According to Facebook, the “like” feature is “a way to give positive feedback or to connect with things you care about on Facebook. You can like content that your friends post to give them feedback or like a Page that you want to connect with on Facebook.” When a user “likes” content or a page, Facebook also publicizes that user’s “like” action to that user’s friends, essentially announcing the user’s interest in or appreciation of that content or page.
“When individuals ‘like’ a page or post on Facebook they are conveying an opinion to their friends and possibly to the entire online world,” added Glenberg. “‘Liking’ a politician’s website is no different from wearing a button with the politician’s name – it expresses approval for that politician.”

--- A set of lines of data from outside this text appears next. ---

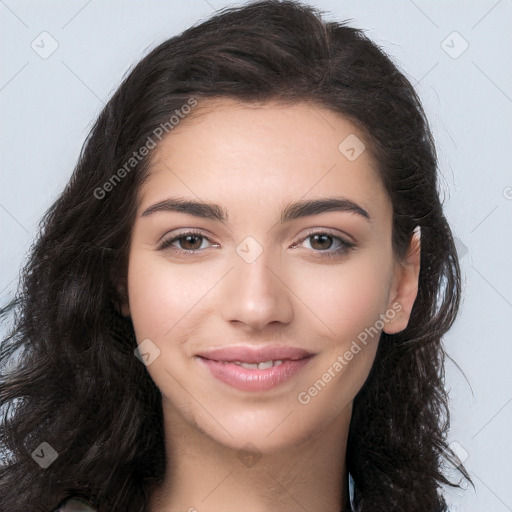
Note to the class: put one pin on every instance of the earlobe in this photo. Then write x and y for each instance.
(405, 287)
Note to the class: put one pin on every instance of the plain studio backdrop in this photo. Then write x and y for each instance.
(61, 61)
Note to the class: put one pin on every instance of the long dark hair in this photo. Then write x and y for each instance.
(69, 376)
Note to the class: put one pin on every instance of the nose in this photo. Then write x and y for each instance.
(256, 294)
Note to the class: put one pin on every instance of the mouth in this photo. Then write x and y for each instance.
(255, 369)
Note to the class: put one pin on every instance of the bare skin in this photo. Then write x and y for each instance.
(253, 160)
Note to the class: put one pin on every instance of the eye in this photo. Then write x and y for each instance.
(322, 242)
(190, 242)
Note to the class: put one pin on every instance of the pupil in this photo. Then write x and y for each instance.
(325, 237)
(189, 237)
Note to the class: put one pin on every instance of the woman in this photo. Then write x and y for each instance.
(238, 301)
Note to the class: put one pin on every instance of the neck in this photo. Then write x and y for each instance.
(205, 475)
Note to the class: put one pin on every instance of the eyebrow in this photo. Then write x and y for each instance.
(291, 211)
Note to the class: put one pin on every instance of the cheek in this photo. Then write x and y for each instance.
(346, 298)
(162, 294)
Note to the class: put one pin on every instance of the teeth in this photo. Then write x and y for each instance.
(259, 366)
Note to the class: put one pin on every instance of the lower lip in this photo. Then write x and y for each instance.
(254, 380)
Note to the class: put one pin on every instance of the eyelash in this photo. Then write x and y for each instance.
(345, 248)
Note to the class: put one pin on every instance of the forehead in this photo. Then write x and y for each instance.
(260, 153)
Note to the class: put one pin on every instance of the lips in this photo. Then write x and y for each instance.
(254, 355)
(254, 369)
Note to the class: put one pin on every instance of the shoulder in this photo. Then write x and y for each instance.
(75, 504)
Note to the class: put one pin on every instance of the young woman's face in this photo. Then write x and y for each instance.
(319, 281)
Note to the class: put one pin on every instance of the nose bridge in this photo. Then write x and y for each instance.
(255, 293)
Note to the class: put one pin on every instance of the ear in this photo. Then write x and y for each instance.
(122, 304)
(404, 288)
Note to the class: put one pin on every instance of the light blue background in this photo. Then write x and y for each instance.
(48, 105)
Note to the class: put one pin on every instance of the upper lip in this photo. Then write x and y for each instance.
(251, 354)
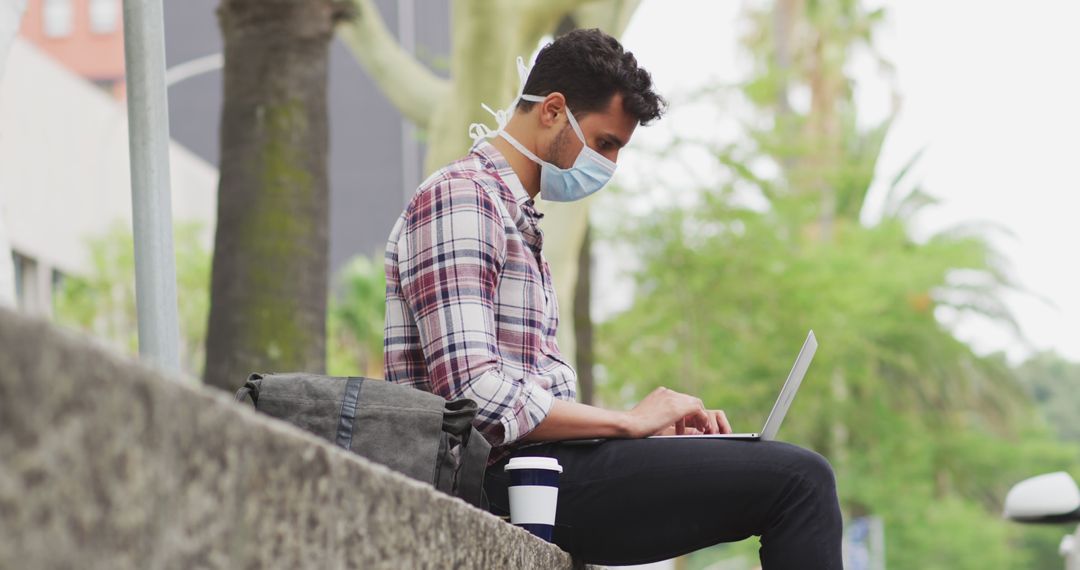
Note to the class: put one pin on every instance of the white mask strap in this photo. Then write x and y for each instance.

The question of whether or not a Facebook “like” constitutes free expression arose from a case in which employees of the Sheriff’s Department of Hampton argued that their free speech and association rights were violated when they were fired from their jobs because they supported the Sheriff’s opponent during an election. One of the plaintiffs had “liked” the opponent’s Facebook page.
The federal district court ruled that “liking” a Facebook page is “insufficient speech” to merit constitutional protection.
A copy of the ACLU’s letter amicus brief can be found online at https://acluva.org/wp-content/uploads/2012/08/20120807LikeSpeechamicus.pdf.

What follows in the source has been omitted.